Bill Eisenring’s REVIEW of Blood Orange, written by Abigail Duclos, directed by Vernice Miller at A.R.T.:

REVIEW of Blood Orange, written by Abigail Duclos, directed by Vernice Miller at A.R.T.:

Blood Orange is really well written, directed, choreographed and acted, but for reasons that I don’t really understand, it did not resonate with me.  But if you want to see quality theater by a young writer and cast you should see this show.

Duclos avoids all the mistakes that young playwrights tend to make.  Her characters are fully developed as soon as they appear on stage.  There is no making the audience suffer through the writer “finding out” who the characters are.  She knows when her play is over and does not create multiple times when the audience believes the show should be ended.  Duclos allows her characters to be whoever they have become as she got to know them. We cannot be sure that they are the characters she intended to write, but she embraces whoever the characters became in the process of writing. This is a very talented writer.

Director Vernice Miller wisely keeps her characters away from center stage where they may have become cliches.
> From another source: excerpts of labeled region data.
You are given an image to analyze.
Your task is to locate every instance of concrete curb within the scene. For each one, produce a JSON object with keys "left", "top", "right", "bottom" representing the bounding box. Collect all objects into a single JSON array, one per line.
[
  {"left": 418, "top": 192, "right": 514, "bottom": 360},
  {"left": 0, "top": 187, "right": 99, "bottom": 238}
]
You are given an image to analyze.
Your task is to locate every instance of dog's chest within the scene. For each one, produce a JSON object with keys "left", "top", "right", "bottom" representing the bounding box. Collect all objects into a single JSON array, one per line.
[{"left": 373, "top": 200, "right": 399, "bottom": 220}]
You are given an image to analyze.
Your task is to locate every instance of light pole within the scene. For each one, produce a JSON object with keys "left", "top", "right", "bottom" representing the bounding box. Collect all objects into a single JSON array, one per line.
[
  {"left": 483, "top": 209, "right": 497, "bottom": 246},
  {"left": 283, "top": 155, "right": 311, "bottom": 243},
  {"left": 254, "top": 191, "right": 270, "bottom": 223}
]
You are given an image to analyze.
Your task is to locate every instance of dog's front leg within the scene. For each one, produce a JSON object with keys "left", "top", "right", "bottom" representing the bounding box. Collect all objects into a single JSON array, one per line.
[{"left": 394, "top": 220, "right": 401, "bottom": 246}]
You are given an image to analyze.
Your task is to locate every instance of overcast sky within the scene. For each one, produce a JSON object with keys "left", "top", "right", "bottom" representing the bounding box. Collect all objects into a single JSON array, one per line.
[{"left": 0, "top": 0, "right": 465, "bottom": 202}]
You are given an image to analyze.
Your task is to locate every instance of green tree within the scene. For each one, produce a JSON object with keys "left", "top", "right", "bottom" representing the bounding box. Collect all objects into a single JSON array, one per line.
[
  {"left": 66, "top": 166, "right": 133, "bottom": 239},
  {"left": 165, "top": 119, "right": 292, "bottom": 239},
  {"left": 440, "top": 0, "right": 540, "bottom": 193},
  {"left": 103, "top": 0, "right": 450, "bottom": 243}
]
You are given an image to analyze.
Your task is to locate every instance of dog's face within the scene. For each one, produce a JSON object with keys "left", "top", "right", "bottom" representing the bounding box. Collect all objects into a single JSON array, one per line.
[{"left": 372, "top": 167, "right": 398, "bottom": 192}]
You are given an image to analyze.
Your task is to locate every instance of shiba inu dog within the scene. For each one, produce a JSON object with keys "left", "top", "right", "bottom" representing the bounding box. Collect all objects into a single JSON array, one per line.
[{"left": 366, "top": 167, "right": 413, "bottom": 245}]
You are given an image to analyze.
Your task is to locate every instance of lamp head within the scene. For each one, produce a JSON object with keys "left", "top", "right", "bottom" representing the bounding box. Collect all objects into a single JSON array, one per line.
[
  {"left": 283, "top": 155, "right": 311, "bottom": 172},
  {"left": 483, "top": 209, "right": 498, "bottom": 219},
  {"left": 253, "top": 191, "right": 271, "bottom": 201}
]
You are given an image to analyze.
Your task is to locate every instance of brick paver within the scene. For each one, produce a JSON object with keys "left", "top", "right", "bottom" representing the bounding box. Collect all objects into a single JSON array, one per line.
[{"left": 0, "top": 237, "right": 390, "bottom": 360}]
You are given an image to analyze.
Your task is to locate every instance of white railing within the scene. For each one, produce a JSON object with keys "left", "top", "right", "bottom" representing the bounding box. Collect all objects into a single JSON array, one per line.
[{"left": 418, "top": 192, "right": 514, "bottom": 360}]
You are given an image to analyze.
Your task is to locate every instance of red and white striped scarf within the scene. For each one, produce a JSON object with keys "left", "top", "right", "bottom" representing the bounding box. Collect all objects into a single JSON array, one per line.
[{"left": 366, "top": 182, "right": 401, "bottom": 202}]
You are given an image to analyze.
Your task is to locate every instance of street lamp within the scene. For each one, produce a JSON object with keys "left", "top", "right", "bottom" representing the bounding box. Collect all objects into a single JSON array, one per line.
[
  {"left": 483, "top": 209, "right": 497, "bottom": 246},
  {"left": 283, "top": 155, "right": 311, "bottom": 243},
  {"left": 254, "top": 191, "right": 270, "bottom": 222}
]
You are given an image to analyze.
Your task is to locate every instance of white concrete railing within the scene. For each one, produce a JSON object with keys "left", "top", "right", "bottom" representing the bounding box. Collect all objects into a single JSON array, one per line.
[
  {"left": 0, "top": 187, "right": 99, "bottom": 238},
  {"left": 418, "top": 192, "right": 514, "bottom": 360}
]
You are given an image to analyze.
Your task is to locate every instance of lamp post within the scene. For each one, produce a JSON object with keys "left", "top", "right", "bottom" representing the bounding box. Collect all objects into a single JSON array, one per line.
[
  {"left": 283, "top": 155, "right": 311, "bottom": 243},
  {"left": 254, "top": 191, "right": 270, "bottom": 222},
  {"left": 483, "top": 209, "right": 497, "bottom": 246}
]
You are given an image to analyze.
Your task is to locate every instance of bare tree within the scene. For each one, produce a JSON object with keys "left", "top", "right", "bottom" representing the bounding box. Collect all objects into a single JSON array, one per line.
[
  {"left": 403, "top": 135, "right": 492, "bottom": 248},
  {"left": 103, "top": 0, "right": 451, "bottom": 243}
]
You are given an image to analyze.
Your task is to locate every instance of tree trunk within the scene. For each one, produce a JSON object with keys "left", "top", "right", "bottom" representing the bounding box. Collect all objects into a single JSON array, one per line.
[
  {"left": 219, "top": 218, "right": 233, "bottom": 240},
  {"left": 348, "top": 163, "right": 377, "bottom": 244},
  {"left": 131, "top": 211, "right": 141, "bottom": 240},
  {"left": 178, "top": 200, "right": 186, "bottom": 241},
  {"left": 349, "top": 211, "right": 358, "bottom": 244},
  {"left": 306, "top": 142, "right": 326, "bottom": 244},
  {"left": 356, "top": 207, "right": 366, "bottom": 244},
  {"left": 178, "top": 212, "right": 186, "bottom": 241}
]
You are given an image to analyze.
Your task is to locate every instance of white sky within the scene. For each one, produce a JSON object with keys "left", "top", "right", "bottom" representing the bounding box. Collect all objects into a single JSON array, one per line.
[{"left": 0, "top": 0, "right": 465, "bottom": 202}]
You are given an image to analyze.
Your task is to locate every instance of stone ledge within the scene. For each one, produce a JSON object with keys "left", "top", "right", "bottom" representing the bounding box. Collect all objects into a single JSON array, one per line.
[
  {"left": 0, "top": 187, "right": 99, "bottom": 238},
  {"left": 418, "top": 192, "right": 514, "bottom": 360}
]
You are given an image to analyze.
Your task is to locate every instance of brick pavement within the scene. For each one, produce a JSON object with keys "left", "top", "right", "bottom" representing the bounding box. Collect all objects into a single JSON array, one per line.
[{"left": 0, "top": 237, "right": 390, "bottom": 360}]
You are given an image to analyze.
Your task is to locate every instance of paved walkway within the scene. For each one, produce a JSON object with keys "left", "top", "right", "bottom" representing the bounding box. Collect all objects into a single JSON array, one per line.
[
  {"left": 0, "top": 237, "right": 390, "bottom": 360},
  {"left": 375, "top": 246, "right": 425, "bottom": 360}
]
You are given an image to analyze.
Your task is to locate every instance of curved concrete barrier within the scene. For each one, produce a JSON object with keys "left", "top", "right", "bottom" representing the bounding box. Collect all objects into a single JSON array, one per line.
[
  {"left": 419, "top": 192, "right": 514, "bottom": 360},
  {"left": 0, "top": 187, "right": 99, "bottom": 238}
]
Her actors employing the entire space, usually far right or left to tell the story of abuse, abandonment and unbalanced irrationality.  She elicits the questioning that each character has about the other from each of the three actresses. 

Luisa Galatti (Faye), Ana Moioli (Eden) and Maria Muller (Georgia) perfectly capture the emotional inconsistencies and extremes that you would expect to find in teenage girls.  Galatti’s Faye tries to normalize her life where she has been sexually exploited by her mother’s junkie boyfriend and abandoned by her birth mother, her father through suicide and the breakdown of the stepmother who abandons her mentally and physically to deal with her own grief.   Her lack of success is not surprising.   Moioli’s Eden suffers from the emotional (and perhaps sexual) abuse of her father and her mother’s failure to protect her.  Muller’s Georgia perhaps has the most stable family which is why it is not surprising that she meets her fate at the hands of her two less stable friends.

If Duclos makes any error, it may be putting Faye’s stepmother on stage.  She did have a good reason to do it since the audience did have to know that she was not dead in her bedroom as Faye went on living in the apartment, but perhaps a voice over might have been more precise and just as effective.

I may never have fully invested in this play, but I recognize that this is a fine piece of theater and if you are moved by the horrors that may result from the abuse of young people then you should see Blood Orange and celebrate this fine production.